Pistacchio di Bronte
Sua Maestà
'Il Pistacchio di Bronte'
Un simbolo della cucina siciliana, che si raccoglie sulle pendici dell’Etna. Una montagna che fuma minacciosa, ma sulle cui pendici crescono delizie e storie di giovani chef e imprenditori per cui il vulcano è vita
Se pensi alla Sicilia pensi ai dolci, ai cannoli croccanti che racchiudono della ricotta soffice e dolce, alle granite a colazione in cui intingere la brioche. Se fosse un sapore, la Sicilia sarebbe il dolce della sua pasticceria, la punta di zucchero della caponata di melanzane, le uvette che punteggiano anche i piatti salati. Pensi a questi sapori antichi, a gesti che si ripetono da generazioni sempre uguali, come un rito, ma la Sicilia è anche una terra di giovani, di innovazione, di scommesse. Vinte.
L’Etna si staglia all’orizzonte, sbuffa a ricordare che non si è ancora spento, con fare minaccioso. Ma il vulcano per chi ci abita non è paura, è soprattutto vita, perché dalle sue pedici scoscese e dal terreno lavico memoria di eruzioni passate, fioriscono eccellenze. Il pistacchio di Bronte è una di queste, dolce e salato, conosciuto e amato in tutto il mondo.
Norbert nel suo Viaggio in Sicilia intrapreso per la serie Storie di Alta Cucina, prodotto da Miele, non poteva non fermarsi in un territorio così ricco di prodotti, di sapori e di storie di siciliani che hanno fatto della loro montagna la loro fortuna.


Incontra l'Esperto

Letizia Grigoli
L’Azienda Agricola di Letizia Grigoli, da pistacchi secchi in guscio o al naturale, ricava prodotti come la crema di pistacchi, pesto di pistacchi e olio, basi per gelati, croccantini, paste senza farina, biscotti brontesi e bacetti.
Pasta
al pesto di pistacchi
Il Pistacchio di Bronte
raccontato da Giovanni Santoro
Antico quanto la Bibbia, il pistacchio arrivò in Sicilia con gli arabi che ne impiantarono le prime colture. Questa pianta longeva e coriacea riesce a crescere anche abbarbicata su terreni lavici e scoscesi, come le pendici dell’Etna e il territorio di Bronte, estremo ma capace di fargli esprimere il massimo delle sue qualità. Viene raccolto ogni due anni, solo dopo aver assorbito dalla terra nera del vulcano tutte quelle sostanze nutritive che rilasciano al frutto i suoi inconfondibili aromi, profumi e sapori senza paragoni. Ecco perché questo “oro verde” è così prezioso, unico e capace di sostenere oltre mille produttori.

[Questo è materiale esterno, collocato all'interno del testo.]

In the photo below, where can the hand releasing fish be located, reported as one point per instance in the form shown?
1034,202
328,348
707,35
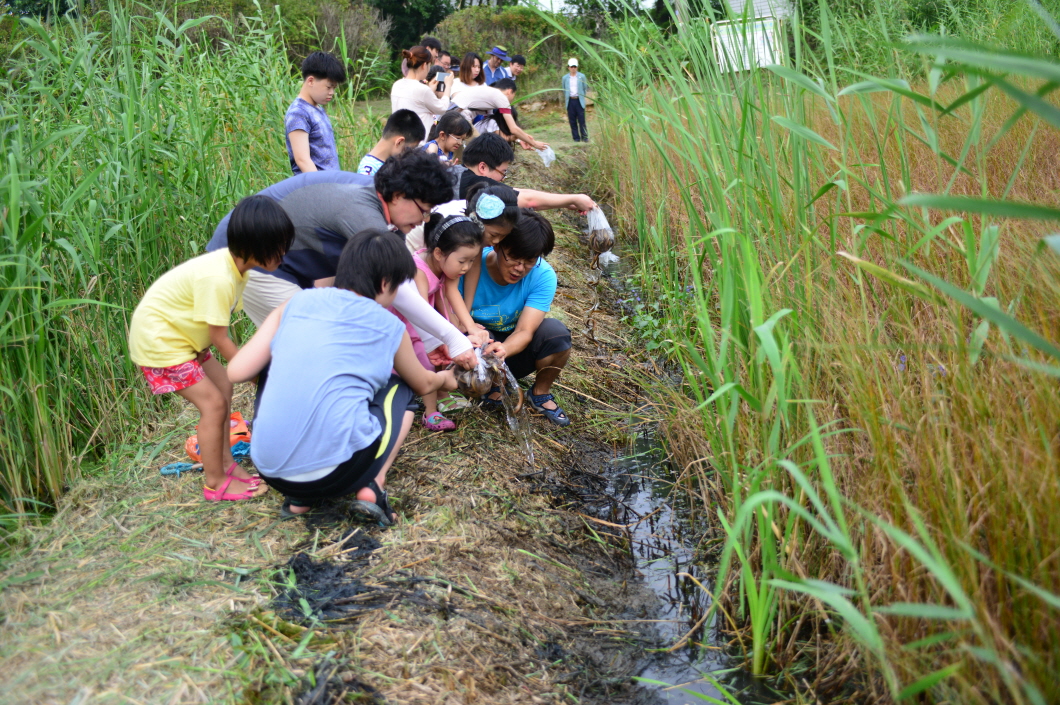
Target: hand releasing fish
601,236
489,372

“Ricordo ancora il profumo del pistacchio tostato che si vendeva per strada nelle feste di paese. L’ho sempre amato, sin da bambino e lo utilizzo sia fresco sia tostato nella mia cucina” racconta Giovanni Santoro.
Per me fare alta cucina è rispettare la materia prima del mio territorio, l’Etna, riscoprendo ricette e sapori antichi, portandoli con l’innovazione fino ai giorni d’oggi, ad essere moderni”. “Shalare” in dialetto siciliano significa provare gioia e piacere, come il nome del suo ristorante, ed è esattamente quello che accade nella cucina di Giovanni e della Sicilia.